Abstract 292: ETC-1002 Reduces Body Weight Gain and Hepatic Triglyceride Content and Improves Glycemic Control in a Mouse Model of Diet-Induced Obesity
ETC-1002 is an investigational drug currently in Phase 2 clinical development to treat dyslipidemia and other cardiometabolic risk factors. Previously, ETC-1002 prevented hyperlipidemia and atherosclerosis in rodent models; and improved hepatic triglycerides (TG) as well as fasting blood glucose and insulin in the KKAy insulin resistant mouse model via putative mechanisms including activation of AMP-activated protein kinase. In the present study we investigated the effect of ETC-1002 on body weight, hepatic TG and insulin sensitivity in a diet-induced obese (DIO) mouse model. C57BL/6 mice were fed a 60% high-fat diet beginning at 11 weeks of age. At 12 weeks of age mice were assigned to treatment groups and administered vehicle or ETC-1002 at 3, 10, or 30 mg/kg/day for 9 weeks. A separate cohort of mice was maintained on standard rodent chow diet throughout the study as a comparator. Food consumption, body weight, hepatic TG content, fasting blood glucose, fasting plasma insulin, insulin tolerance tests, and glucose tolerance tests were measured. Mice developed obesity, hyperinsulinemia, mild hyperglycemia and elevated hepatic triglycerides in response to the high-fat diet. ETC-1002 results were dose-dependent and statistically significant at doses of 10 and 30 mg/kg/day. ETC-1002 attenuated body weight gain 8% and 15% with no effect on food consumption.

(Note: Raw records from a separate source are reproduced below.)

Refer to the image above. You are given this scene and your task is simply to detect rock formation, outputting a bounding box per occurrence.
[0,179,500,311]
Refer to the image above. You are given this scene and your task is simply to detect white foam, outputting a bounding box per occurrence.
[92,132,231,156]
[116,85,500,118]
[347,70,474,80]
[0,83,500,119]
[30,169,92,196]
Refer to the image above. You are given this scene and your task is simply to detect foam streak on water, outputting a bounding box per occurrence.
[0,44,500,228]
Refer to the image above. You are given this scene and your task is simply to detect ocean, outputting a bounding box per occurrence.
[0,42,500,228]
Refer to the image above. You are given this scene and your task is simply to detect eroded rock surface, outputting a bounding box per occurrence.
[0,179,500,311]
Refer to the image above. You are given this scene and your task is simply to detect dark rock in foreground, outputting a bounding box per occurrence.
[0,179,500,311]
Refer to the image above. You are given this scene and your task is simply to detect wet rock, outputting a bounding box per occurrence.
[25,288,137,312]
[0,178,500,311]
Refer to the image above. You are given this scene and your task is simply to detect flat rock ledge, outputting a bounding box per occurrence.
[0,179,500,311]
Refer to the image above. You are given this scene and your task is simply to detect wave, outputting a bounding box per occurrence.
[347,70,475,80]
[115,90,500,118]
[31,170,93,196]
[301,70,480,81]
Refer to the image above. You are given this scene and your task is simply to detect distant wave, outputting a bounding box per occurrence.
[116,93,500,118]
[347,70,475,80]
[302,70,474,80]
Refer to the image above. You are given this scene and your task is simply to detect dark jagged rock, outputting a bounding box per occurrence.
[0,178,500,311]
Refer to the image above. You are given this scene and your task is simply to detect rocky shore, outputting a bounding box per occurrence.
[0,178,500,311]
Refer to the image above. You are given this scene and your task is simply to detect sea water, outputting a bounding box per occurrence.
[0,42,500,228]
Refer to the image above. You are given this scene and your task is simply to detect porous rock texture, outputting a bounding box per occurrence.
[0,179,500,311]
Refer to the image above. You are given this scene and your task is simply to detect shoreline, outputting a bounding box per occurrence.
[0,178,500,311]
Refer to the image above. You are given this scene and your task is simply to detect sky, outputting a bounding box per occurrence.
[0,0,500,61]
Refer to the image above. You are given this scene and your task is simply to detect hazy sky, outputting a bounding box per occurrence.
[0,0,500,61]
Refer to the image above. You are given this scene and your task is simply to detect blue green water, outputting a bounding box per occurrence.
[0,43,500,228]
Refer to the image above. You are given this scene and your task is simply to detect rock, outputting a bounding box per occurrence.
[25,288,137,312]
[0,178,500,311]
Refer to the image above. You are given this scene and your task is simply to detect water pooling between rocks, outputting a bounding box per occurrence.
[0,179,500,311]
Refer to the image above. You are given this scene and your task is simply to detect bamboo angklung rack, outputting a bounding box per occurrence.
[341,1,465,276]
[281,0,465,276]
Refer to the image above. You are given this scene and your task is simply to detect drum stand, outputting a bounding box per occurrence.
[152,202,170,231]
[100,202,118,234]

Body weight changes were associated with 12% and 32% decreases in epididymal fat pad mass. Hepatic TG content was also reduced with ETC-1002 by 34% and 46%; respectively. ETC-1002 treatment reduced fasting blood glucose 11% and 16%; plasma insulin 80% and 95%; and resulted in significant improvements in insulin tolerance tests (19% and 22% reduction in AUC) with modestly improved glucose tolerance (not significant). In an intervention study with a 12 week lead-in on high-fat diet, comparable effects on body weight, hepatic TG, and insulin sensitivity were observed. In summary, ETC-1002 reduced obesity and hepatic TG and improved glycemic parameters in a high-fat fed diet-induced mouse model of disease. The present data in the DIO mouse, combined with previously reported efficacy in rodent models supports ETC-1002 as a regulator of imbalances in lipid and carbohydrate metabolism.
- © 2012 by American Heart Association, Inc.